Université de Paris, Paris, France
Department of Immunology, Noguchi Memorial Institute for Medical Research, College of Health Sciences, University of Ghana, Legon, Ghana.
Antimicrob Agents Chemother. 2020 May 21;64(6). doi: 10.1128/AAC.02029-19.
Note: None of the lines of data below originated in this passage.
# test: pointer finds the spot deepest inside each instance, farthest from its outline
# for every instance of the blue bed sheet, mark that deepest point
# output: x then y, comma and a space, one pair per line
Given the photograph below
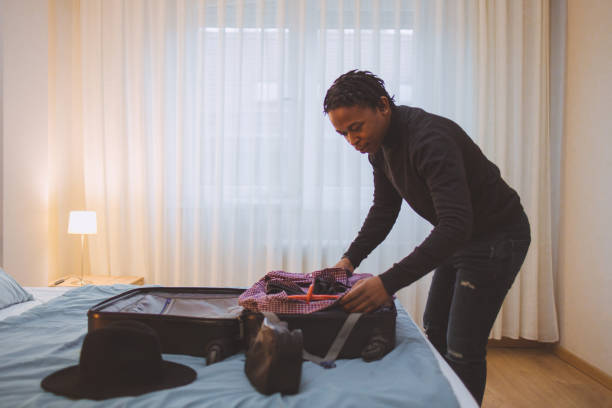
49, 337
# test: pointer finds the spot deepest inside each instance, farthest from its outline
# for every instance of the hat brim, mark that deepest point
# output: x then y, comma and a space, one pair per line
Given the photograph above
66, 382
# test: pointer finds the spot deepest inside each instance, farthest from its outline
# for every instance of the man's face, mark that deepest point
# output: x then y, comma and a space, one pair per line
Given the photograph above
363, 127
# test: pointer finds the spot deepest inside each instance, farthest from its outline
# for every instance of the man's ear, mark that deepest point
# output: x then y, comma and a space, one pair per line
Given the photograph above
384, 104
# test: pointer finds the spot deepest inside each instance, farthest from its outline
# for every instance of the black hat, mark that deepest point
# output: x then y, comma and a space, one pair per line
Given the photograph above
123, 359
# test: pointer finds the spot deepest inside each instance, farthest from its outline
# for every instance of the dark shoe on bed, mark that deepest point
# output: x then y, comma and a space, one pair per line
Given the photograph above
274, 359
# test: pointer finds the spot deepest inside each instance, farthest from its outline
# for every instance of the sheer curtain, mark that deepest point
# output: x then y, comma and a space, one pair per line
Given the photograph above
209, 161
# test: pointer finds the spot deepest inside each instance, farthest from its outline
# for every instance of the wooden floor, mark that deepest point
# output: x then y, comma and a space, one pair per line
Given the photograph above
535, 377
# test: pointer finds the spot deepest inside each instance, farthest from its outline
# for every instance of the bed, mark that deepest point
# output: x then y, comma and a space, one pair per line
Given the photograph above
45, 334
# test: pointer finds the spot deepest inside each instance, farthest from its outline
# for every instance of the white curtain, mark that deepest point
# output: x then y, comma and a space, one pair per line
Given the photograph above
209, 161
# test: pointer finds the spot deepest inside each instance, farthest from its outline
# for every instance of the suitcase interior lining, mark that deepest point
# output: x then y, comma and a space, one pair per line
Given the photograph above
200, 305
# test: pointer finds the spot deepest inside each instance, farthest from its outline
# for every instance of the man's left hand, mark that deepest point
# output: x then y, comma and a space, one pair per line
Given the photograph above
365, 296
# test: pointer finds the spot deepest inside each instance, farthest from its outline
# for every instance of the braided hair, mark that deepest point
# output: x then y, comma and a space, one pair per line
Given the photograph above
361, 88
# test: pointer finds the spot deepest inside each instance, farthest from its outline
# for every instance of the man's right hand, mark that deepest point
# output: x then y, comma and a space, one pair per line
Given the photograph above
345, 263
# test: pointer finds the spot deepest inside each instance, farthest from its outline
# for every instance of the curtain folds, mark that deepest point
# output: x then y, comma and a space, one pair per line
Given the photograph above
209, 161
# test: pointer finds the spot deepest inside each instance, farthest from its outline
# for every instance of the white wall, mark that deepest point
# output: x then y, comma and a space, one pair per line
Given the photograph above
24, 122
585, 263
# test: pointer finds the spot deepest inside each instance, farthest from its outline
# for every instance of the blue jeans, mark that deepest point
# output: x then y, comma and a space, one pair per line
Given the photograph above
465, 296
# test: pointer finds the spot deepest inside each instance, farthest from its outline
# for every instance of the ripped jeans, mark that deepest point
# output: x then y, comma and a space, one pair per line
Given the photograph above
465, 296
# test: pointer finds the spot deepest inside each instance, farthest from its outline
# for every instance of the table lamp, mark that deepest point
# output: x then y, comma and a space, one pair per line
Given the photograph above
82, 223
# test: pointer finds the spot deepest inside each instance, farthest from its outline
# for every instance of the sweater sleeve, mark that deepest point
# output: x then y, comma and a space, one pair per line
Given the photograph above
440, 163
379, 221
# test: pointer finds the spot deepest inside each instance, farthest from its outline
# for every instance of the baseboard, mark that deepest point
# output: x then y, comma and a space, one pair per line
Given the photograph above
505, 342
581, 365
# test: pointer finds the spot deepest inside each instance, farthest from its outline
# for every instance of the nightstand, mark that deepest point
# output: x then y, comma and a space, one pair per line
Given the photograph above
98, 280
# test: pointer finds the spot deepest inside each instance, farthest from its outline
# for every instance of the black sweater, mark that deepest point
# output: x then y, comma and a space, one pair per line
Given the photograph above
430, 162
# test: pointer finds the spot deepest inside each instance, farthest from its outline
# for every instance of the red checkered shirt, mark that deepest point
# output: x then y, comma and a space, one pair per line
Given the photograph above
255, 298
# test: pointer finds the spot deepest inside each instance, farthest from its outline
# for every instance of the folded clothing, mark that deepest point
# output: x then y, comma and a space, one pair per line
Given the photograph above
269, 295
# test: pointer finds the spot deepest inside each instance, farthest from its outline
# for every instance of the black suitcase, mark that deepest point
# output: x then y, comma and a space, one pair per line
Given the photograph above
208, 322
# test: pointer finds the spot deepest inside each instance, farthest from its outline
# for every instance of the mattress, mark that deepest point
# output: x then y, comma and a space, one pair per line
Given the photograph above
386, 382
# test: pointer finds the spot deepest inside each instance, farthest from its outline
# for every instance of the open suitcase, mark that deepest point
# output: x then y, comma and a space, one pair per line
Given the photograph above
208, 322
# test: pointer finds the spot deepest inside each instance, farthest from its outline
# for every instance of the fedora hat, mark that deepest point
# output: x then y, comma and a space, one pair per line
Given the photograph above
123, 359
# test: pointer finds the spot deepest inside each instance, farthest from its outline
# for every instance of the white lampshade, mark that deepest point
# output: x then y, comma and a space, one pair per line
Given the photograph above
82, 222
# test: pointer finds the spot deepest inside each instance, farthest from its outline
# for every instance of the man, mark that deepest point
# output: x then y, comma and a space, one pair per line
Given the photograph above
480, 236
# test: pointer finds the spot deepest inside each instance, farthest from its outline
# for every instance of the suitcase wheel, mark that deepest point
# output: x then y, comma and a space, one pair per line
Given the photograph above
214, 353
376, 348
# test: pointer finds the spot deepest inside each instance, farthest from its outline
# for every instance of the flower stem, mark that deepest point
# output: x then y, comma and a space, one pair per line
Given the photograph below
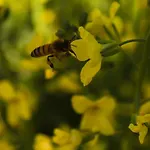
132, 40
142, 70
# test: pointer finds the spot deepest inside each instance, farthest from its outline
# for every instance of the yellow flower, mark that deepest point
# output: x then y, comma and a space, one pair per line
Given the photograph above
72, 138
70, 80
6, 90
87, 48
98, 20
42, 142
140, 126
97, 115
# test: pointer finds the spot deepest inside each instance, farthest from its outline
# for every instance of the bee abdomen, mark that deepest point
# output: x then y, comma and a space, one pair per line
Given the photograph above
41, 51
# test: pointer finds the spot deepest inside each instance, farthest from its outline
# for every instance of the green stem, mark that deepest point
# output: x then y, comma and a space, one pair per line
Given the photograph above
132, 40
142, 70
116, 31
108, 32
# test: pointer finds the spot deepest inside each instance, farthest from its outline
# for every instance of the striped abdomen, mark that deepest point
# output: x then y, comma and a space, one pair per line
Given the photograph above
42, 51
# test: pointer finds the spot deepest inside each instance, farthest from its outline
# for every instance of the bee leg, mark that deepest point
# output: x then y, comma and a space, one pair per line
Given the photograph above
49, 61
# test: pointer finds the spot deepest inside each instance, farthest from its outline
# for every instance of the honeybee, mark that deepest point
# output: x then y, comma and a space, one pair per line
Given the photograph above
59, 48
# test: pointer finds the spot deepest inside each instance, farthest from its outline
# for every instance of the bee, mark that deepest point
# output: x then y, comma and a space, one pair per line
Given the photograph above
59, 48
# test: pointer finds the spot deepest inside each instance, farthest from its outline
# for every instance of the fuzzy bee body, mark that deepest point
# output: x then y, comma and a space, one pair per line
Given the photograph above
57, 49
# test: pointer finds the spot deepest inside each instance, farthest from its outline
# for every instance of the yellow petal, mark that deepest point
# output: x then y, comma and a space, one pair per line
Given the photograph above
80, 48
42, 142
143, 133
83, 33
81, 103
105, 126
88, 72
134, 128
144, 119
113, 9
107, 104
12, 114
6, 90
96, 13
145, 108
75, 137
61, 137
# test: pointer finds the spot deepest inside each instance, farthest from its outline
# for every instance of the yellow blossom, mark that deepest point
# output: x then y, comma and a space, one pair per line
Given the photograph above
96, 115
42, 142
87, 48
70, 80
6, 90
140, 126
67, 139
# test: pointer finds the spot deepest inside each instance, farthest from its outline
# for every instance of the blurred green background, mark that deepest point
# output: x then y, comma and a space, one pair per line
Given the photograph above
36, 100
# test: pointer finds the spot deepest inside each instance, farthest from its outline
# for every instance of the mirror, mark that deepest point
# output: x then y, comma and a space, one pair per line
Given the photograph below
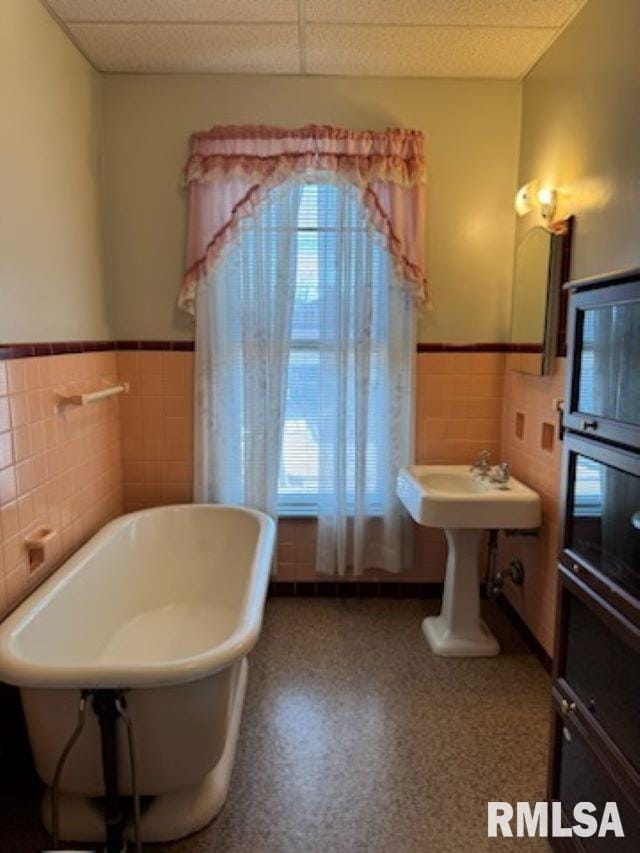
538, 309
The continuous spread of antimalarial drug resistance is a threat to current chemotherapy efficacy. Therefore, characterizing the genetic diversity of drug resistance markers is needed to follow treatment effectiveness and further update control strategies. Here, we genotyped resistance gene markers associated with sulfadoxine-pyrimethamine (SP) and artemisinin-based combination therapy (ACT) in isolates from pregnant women in Ghana. The prevalence of the septuple I- K / haplotypes, including the A581G and A613S/T mutations, was high at delivery among post-SP treatment isolates (18.2%) compared to those of first antenatal care (before initiation of intermittent preventive treatment of malaria in pregnancy with sulfadoxine-pyrimethamine [IPTp-SP]; 6.1%; 0.03). Regarding the marker gene, two nonsynonymous mutations (N458D and A481C) were detected at positions previously related to artemisinin resistance in isolates from Southeast Asia. These mutations were predicted to alter the stability of the propeller-encoding domain. Overall, these findings highlight the need for intensified monitoring and surveillance of additional mutations associated with increased SP resistance as well as emergence of resistance against artemisinin derivatives.
抗疟药物耐药性的持续传播对当前的化疗效果构成威胁。因此,需要对耐药标志物的遗传多样性进行特征描述,以跟踪治疗效果并进一步更新控制策略。在这里,我们对加纳孕妇分离株中的磺胺多辛-乙胺嘧啶(SP)和基于青蒿素的联合疗法(ACT)相关耐药基因标志物进行了基因分型。与首次产前护理(在妊娠期间间歇性预防用磺胺多辛-乙胺嘧啶[IPTp-SP]开始之前)相比,在 SP 治疗后分离株中,包含 A581G 和 A613S/T 突变的七重 I-K/单倍型的流行率较高(18.2%;6.1%;0.03)。关于标记基因,在来自东南亚的分离株中,检测到了两个非同义突变(N458D 和 A481C),它们位于先前与青蒿素耐药性相关的位置。这些突变被预测会改变螺旋桨编码结构域的稳定性。总体而言,这些发现强调需要加强监测和监测与 SP 耐药性增加相关的其他突变以及青蒿素衍生物耐药性的出现。